I was struggling to understand the Monte Hall problem. This explanation helped.
I think the confusion is between dependent and independent probability. Ironically, I dropped my first course in Statistics because the prof was confusing the two.
Here’s the explanation that makes sense to me:
- If you choose the correct door and you switch, you lose.
- If you choose incorrect door-a and you switch, you win.
- If you choose incorrect door-b and you switch, you win.
Ergo, in 2 of 3 cases you win by switching.
Now consider:
- If you choose the correct door and you don’t switch, you win.
- If you choose incorrect door-a and you don’t switch, you lose.
- If you choose incorrect door-b and you don’t switch, you lose.
Ergo, in 2 of 3 cases you lose by not switching. (That’s logically equivalent to saying that in 1 of 3 cases you win by not switching.)

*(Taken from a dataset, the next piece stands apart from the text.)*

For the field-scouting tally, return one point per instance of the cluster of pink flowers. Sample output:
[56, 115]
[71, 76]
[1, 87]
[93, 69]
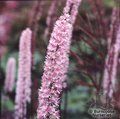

The thing is, this is **dependent **probability, but it is dependent upon whether you picked correctly on the FIRST guess, not on where the win is.
There are two possibilities for your first choice: You picked a winner or you picked a loser.
- Given that you picked a winner, what is the probability that switching will win? Zero
- Given that you picked one loser, what is the probability that switching will win? 50%
- Given that you picked the other loser, what is the probability that switching will win? 50%
- What is the probability that your initial pick was a loser? 2 in 3.
- What is the probability that your initial pick was a winner? 1 in 3.
By not switching, you are betting that your initial pick was right, which has only a 1 in 3 probability.